After a court judgment forced the government to remove more than half the people from the recent deportation flight to Jamaica, the prime minister’s press secretary said that the reaction to the case showed that ‘certain parts of Westminster still haven’t learned the lessons of the 2019 election’.
What this tells us is that for Johnson and his chief of staff, Dominic Cummings, the Tories’ success is winning Northern and Midlands seats (the so-called ‘red wall’) from Labour, was not primarily because of voters’ desire for better infrastructure but was, at base, about racist hostility to immigration and ethnic diversity.
This should not be surprising because the same team won the 2016 referendum by serving up a flood of racist anti-migrant propaganda and reprised the crude propaganda, with xenophobic language about Europeans thrown in, during the General Election itself. Remainers have often been criticised for calling Leave voters racist – but that is what Johnson/Cummings themselves believe! Labour leadership contender Lisa Nandy may be right in principle that we should ‘listen’ to the Northern voters who backed Leave and switched to the Tories – but we should be careful to hear more than the recycling of Cummings’ propaganda.

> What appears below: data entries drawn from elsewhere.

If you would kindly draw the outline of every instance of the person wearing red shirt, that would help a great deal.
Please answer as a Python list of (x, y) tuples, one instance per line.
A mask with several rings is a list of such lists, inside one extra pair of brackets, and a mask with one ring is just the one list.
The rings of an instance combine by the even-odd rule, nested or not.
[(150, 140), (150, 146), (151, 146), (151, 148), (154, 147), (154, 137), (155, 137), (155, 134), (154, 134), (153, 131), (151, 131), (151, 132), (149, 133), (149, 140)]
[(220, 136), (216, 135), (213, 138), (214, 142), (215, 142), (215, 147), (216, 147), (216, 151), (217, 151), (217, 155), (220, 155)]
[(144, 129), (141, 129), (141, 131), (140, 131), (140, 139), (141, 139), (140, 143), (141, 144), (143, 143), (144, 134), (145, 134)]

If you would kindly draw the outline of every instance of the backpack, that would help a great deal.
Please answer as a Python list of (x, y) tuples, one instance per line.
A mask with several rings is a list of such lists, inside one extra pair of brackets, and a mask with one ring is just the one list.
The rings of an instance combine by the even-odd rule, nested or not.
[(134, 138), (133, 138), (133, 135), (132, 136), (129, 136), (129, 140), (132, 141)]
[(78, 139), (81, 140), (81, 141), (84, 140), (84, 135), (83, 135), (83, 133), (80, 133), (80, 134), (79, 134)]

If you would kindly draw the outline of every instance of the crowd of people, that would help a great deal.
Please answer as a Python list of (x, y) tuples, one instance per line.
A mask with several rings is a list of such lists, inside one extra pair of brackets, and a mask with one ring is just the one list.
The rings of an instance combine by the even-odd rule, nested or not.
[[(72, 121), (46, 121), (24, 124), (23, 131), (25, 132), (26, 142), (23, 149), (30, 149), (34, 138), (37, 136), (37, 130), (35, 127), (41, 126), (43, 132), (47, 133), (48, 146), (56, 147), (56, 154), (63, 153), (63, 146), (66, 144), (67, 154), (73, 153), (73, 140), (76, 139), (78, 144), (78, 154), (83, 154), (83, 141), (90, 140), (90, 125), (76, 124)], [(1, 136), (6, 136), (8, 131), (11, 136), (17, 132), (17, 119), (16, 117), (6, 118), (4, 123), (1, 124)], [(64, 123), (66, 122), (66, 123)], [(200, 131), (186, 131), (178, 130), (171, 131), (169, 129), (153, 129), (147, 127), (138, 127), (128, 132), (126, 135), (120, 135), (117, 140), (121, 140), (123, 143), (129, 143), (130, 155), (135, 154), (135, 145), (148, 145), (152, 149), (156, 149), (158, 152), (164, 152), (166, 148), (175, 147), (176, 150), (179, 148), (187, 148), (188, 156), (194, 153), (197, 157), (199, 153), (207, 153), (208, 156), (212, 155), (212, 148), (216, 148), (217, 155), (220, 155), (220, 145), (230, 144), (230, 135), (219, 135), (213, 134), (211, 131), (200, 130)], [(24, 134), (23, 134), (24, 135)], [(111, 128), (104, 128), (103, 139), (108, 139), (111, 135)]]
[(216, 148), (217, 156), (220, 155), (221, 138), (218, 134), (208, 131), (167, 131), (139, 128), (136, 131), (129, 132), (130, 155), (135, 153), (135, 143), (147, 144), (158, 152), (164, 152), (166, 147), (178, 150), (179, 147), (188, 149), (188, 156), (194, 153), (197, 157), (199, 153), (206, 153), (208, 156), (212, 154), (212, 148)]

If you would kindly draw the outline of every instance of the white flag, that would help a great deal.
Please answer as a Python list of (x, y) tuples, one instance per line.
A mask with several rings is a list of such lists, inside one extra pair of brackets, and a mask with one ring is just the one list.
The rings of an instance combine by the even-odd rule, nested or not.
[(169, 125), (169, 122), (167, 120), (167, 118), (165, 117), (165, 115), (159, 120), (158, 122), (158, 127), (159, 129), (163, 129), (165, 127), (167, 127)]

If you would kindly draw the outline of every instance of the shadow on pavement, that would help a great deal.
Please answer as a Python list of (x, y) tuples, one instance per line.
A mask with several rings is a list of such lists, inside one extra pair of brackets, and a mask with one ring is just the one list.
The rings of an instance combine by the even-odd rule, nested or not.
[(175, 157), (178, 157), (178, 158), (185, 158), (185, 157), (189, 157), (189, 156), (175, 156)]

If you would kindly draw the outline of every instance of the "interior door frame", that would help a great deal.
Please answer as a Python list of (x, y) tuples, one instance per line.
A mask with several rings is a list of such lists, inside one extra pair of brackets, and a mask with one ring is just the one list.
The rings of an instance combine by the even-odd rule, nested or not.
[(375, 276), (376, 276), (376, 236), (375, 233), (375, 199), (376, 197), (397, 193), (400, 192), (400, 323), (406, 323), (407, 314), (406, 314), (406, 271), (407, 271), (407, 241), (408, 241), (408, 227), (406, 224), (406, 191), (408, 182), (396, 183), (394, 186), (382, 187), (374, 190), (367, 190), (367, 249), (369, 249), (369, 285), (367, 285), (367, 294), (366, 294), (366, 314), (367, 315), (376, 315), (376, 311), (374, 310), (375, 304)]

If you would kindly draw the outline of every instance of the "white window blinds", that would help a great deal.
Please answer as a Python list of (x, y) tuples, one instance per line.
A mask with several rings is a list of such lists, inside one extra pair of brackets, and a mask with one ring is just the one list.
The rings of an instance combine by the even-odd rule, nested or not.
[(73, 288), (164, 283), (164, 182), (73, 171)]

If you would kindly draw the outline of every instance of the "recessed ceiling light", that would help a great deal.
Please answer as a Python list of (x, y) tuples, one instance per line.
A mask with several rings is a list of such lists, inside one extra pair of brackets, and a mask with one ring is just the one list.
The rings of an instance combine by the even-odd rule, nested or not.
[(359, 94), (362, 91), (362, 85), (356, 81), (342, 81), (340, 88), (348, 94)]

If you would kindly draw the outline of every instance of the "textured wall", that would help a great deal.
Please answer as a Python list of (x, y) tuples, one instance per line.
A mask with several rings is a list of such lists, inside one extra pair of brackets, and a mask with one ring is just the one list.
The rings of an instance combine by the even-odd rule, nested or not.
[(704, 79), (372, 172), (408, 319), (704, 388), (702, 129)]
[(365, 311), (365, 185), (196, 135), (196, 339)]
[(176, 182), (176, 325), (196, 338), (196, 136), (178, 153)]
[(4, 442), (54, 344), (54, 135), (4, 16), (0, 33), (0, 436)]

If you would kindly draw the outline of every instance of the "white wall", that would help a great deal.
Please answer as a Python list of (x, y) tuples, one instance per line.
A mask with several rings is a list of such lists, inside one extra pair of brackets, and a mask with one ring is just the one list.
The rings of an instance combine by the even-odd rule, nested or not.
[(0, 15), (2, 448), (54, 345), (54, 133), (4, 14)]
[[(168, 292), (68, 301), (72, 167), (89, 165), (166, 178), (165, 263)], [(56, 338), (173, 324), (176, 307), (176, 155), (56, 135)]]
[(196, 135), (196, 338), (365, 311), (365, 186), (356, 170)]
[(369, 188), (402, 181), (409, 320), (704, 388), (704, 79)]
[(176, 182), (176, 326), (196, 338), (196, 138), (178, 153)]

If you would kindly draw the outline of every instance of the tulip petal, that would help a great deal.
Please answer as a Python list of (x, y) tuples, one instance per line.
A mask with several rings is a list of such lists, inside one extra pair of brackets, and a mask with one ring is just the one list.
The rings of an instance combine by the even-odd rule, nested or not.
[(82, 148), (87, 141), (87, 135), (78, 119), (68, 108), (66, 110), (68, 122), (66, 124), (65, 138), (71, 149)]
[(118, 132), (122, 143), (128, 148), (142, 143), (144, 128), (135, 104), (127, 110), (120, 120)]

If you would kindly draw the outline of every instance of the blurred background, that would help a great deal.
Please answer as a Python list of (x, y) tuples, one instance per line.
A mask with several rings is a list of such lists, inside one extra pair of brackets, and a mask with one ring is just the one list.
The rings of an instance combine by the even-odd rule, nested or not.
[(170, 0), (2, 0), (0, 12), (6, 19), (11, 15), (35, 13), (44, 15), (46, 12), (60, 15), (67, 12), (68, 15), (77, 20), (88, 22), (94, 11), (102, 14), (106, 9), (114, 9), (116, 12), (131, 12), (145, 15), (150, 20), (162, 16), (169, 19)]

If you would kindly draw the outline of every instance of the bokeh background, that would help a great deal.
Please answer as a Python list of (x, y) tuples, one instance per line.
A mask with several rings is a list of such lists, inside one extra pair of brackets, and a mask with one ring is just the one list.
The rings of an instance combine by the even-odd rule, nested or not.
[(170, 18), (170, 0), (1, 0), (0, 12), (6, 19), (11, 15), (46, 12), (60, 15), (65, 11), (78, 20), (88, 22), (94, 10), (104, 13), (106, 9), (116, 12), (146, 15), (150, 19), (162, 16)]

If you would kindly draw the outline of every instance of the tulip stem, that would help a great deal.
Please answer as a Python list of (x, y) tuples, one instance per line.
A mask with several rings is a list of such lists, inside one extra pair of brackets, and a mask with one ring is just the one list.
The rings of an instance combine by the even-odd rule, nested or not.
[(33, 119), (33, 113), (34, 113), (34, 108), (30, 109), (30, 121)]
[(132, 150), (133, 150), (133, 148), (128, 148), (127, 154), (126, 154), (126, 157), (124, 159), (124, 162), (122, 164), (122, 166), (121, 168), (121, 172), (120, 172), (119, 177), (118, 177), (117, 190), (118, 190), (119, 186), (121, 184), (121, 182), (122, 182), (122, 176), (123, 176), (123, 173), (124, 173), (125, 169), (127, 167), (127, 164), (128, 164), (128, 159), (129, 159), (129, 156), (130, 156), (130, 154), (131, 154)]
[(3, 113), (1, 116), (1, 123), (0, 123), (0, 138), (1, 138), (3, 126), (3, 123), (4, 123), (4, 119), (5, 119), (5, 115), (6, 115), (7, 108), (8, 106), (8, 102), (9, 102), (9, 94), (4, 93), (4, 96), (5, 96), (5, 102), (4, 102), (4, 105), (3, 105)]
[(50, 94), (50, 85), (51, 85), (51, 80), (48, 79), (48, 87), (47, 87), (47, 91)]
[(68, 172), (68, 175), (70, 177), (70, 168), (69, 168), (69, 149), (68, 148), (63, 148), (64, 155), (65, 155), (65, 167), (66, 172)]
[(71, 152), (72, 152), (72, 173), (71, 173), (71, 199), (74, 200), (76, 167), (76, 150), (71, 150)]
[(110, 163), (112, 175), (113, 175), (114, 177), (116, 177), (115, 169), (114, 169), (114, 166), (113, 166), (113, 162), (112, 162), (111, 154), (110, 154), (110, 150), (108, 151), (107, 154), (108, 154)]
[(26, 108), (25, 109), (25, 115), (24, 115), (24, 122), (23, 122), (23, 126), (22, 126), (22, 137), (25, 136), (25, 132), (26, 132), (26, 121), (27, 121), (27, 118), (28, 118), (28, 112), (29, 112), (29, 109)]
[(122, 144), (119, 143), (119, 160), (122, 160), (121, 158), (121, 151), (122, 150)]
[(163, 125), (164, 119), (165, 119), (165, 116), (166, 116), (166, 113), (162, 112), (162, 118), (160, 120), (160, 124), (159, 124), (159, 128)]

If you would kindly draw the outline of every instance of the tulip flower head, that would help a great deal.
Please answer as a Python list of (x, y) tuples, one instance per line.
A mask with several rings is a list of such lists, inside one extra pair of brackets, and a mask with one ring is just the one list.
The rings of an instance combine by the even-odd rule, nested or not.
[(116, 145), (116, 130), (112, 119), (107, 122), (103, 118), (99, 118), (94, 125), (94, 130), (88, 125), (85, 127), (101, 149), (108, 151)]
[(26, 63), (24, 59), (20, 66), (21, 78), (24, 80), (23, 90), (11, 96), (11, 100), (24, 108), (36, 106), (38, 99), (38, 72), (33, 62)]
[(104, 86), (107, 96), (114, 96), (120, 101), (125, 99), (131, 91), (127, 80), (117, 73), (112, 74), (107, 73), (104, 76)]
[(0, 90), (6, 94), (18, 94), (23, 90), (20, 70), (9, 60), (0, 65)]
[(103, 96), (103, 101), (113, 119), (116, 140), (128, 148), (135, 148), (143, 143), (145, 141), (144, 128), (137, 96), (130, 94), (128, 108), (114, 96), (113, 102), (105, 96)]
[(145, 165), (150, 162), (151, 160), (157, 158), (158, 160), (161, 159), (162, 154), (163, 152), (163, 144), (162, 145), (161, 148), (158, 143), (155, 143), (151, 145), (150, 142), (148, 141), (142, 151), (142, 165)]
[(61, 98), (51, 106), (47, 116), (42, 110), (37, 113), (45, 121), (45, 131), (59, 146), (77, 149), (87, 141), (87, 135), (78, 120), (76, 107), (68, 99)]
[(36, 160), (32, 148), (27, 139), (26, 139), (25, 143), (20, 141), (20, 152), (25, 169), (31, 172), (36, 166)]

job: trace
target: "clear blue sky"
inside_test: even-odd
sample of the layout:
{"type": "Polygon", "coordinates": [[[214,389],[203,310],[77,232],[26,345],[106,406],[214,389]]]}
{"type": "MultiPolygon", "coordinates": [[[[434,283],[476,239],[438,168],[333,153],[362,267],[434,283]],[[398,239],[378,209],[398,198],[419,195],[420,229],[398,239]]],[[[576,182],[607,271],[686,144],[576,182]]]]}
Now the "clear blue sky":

Racist symbols like the deportation flight give Johnson cover to ditch Cameron’s and May’s unworkable ‘tens of thousands’ target for immigration numbers, despite the continuing support for this from groups like Migration Watch, and introduce small changes to the immigration system like reducing the earnings threshold from £30k to £25.6k. However as I argued when Johnson/Cummings took power, there is no real liberalisation of the ‘hostile environment’ system, just a recalibration. The Windrush flight reminds us of its bottom line.